The neighborhood retains its gritty commercial feel, although there are quite a number of folks living there. It might be of value to place a station somewhere after the line crosses onto the mainland, although issues with cost and congestion on the very active line might make it better just have the first station after the Circumferential Line moves from the NYCRR Line to the (currently abandoned) Port Morris Branch.
The railroad bridges through Port Morris carry six tracks on four separate bridge spans. The two upper spans are the approaches to Randall's Island that each carry a pair of tracks to the Hell Gate Bridge. Staggered below them are two "local" lines connecting the Harlem River Yard in the south with the Oak Point Yard to the north, the westernmost line of which appears to be unused.

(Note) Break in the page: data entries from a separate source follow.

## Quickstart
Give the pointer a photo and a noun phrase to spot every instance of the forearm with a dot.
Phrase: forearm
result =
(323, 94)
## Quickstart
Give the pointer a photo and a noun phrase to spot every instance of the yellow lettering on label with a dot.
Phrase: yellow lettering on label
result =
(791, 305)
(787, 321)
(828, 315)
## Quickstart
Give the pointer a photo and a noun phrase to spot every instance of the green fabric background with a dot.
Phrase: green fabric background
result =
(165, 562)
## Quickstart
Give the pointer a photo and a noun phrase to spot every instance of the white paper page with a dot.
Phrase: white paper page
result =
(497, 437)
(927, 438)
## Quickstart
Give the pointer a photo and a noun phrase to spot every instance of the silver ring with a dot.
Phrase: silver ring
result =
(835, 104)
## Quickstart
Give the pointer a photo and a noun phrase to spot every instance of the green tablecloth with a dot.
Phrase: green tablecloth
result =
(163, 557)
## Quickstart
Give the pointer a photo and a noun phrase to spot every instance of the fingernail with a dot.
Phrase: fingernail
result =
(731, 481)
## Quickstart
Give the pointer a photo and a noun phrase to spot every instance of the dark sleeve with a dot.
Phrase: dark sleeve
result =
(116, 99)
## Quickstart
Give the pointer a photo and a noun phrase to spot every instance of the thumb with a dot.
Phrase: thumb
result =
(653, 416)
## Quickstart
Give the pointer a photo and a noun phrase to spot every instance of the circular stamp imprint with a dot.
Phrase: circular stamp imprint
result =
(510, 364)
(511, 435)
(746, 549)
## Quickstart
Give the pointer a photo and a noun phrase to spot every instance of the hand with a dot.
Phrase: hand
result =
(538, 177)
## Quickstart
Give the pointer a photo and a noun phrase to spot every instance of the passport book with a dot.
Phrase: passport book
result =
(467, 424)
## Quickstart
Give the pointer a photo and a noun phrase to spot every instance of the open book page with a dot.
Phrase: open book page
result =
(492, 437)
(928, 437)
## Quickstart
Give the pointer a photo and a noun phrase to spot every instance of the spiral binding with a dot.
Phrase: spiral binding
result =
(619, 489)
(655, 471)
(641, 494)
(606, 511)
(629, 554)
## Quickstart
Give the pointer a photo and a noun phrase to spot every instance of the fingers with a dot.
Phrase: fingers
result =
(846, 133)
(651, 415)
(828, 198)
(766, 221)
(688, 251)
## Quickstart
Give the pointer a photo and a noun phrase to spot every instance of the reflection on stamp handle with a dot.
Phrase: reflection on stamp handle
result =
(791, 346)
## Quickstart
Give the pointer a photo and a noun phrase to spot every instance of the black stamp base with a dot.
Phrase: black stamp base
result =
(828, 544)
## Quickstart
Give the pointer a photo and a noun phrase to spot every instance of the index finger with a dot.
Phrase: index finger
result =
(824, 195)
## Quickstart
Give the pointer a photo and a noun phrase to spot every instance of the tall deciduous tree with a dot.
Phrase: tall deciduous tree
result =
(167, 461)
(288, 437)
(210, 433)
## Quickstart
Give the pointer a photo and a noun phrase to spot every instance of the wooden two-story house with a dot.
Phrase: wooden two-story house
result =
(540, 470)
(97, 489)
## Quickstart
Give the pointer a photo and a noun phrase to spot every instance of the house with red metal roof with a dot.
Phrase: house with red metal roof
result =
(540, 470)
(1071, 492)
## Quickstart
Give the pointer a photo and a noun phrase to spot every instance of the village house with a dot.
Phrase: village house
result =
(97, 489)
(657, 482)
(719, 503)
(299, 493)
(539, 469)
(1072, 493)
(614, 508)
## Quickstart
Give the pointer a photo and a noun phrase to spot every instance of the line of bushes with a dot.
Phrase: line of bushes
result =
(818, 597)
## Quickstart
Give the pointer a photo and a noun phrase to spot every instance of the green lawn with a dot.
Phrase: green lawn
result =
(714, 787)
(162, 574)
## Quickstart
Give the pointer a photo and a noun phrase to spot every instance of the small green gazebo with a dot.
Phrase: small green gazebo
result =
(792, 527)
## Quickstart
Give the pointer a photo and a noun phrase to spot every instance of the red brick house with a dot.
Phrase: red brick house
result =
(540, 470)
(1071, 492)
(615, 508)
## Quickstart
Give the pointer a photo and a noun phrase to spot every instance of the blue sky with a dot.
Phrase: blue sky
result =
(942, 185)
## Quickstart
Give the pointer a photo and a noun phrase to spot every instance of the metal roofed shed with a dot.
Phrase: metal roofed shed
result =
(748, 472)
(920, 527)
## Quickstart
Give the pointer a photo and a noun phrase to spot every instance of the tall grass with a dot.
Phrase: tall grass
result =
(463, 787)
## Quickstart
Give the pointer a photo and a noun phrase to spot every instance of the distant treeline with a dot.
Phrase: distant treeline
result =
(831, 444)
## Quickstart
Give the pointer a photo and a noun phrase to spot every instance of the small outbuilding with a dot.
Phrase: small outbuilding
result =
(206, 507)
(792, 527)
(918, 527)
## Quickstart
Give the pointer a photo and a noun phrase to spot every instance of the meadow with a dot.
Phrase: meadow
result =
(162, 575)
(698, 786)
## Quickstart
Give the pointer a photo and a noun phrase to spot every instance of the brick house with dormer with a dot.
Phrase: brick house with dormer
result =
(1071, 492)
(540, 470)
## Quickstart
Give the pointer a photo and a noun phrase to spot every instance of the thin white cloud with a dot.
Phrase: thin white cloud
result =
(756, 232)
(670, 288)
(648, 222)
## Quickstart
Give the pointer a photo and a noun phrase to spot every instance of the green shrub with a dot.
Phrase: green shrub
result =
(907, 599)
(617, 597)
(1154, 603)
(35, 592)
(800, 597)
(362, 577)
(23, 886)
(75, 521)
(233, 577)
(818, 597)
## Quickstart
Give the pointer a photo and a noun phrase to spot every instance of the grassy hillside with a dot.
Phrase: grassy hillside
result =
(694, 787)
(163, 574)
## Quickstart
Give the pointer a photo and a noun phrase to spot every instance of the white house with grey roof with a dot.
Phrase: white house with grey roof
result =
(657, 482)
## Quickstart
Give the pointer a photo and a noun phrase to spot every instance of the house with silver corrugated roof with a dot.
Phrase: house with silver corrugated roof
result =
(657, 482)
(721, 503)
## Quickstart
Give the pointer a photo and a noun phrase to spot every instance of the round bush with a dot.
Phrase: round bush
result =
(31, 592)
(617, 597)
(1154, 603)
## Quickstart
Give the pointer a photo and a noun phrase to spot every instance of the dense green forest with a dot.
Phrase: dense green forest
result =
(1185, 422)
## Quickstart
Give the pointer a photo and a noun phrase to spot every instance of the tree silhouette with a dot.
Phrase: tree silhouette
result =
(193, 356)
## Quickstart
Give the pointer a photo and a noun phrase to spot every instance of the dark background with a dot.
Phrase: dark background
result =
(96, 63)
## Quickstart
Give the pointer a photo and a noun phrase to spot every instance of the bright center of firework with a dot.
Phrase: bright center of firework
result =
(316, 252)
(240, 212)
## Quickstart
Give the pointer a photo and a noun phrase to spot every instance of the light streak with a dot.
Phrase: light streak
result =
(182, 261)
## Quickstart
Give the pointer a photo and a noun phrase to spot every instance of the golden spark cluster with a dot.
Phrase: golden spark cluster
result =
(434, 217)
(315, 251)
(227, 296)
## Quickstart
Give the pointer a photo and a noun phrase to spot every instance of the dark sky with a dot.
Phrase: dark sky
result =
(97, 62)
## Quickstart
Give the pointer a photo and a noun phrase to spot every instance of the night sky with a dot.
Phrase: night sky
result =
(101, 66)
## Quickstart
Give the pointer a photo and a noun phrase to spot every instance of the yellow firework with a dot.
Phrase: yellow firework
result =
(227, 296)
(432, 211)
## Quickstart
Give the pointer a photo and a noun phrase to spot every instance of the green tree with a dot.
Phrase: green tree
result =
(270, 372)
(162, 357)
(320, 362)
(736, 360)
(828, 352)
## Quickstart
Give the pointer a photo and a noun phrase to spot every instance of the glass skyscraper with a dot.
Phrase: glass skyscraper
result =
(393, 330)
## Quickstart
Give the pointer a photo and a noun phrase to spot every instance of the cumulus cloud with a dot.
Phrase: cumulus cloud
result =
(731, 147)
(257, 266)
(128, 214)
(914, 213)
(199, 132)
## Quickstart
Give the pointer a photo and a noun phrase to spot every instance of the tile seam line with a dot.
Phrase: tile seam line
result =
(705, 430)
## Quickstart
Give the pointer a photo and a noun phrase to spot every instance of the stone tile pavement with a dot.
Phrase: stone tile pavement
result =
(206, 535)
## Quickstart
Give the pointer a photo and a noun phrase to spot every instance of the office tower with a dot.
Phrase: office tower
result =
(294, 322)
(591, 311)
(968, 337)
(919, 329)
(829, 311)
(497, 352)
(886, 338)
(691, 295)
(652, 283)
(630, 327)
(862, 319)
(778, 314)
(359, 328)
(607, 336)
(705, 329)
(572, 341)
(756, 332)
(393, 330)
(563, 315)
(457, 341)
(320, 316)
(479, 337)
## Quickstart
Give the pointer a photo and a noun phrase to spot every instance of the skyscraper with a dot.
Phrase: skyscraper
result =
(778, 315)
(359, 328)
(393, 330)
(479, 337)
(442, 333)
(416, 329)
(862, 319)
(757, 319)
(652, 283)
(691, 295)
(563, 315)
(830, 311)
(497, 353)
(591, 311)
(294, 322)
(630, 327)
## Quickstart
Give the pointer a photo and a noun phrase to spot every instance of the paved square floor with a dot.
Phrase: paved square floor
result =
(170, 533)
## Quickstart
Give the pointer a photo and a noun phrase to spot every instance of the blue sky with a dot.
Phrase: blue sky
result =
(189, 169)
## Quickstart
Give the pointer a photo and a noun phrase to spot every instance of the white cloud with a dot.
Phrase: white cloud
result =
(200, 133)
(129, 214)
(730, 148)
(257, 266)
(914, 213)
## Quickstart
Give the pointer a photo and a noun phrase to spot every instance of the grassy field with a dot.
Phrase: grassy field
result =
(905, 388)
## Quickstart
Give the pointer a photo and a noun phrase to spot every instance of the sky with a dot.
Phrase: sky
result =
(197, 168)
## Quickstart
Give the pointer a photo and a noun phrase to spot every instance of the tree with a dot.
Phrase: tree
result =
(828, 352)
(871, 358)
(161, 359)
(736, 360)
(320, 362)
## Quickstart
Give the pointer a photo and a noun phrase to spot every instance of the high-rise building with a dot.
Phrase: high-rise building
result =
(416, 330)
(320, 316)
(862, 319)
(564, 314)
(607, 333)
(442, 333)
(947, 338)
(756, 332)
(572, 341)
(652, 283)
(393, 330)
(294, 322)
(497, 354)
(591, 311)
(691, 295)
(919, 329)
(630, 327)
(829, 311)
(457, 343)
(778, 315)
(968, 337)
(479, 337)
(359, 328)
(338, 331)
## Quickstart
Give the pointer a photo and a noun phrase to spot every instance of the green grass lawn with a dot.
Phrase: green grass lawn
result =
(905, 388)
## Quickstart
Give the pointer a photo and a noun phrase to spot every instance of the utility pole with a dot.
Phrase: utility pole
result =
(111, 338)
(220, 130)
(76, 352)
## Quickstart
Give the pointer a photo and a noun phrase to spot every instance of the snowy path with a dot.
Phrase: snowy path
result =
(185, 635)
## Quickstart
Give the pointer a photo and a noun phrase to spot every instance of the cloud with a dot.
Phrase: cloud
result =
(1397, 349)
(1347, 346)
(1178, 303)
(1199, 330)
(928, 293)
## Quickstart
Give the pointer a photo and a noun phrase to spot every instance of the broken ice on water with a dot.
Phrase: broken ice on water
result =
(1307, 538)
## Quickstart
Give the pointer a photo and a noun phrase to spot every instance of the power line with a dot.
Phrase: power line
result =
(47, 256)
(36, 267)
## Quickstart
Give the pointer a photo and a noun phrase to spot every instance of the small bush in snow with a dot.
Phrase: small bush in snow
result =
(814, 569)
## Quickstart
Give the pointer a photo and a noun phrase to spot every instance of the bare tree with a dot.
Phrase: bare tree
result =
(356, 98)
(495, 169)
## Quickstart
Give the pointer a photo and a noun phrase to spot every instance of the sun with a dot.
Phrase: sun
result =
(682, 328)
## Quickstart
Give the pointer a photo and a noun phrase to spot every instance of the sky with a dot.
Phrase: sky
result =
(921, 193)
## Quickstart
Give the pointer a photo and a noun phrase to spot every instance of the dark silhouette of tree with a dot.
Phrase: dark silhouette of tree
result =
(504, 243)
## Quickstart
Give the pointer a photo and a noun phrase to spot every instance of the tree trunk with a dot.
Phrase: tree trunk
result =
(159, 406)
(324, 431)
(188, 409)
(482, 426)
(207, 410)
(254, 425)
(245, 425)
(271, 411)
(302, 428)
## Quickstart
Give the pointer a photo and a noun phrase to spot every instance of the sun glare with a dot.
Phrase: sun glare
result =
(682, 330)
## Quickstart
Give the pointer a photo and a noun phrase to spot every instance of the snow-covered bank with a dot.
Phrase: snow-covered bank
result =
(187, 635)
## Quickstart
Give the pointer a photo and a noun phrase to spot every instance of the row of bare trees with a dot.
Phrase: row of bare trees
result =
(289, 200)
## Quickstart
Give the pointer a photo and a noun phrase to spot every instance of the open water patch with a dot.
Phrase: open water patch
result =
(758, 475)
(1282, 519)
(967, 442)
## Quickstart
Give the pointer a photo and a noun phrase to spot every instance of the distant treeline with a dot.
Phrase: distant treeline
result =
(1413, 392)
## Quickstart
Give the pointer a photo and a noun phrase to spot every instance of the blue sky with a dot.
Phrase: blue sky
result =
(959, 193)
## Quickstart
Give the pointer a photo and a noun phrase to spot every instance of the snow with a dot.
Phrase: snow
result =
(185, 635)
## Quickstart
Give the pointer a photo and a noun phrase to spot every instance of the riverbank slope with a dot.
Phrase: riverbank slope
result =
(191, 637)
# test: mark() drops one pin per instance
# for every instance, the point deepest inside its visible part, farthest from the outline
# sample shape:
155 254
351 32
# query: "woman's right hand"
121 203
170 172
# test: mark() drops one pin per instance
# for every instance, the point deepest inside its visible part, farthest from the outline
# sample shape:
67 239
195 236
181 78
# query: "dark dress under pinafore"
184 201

There are a pair of lighterage docks on the waterfront at the end of East 135th Street. Presumably these brought cars in on barges that were destined for nearby businesses or warehouses and ran on tracks down the middle of streets. The street-level tracks are long paved over, although I did see a siding track peeking out of a driveway on Locust Avenue.
While Port Morris has a clearly industrial feel, there are quite a number of residential buildings nestled among the commercial buildings.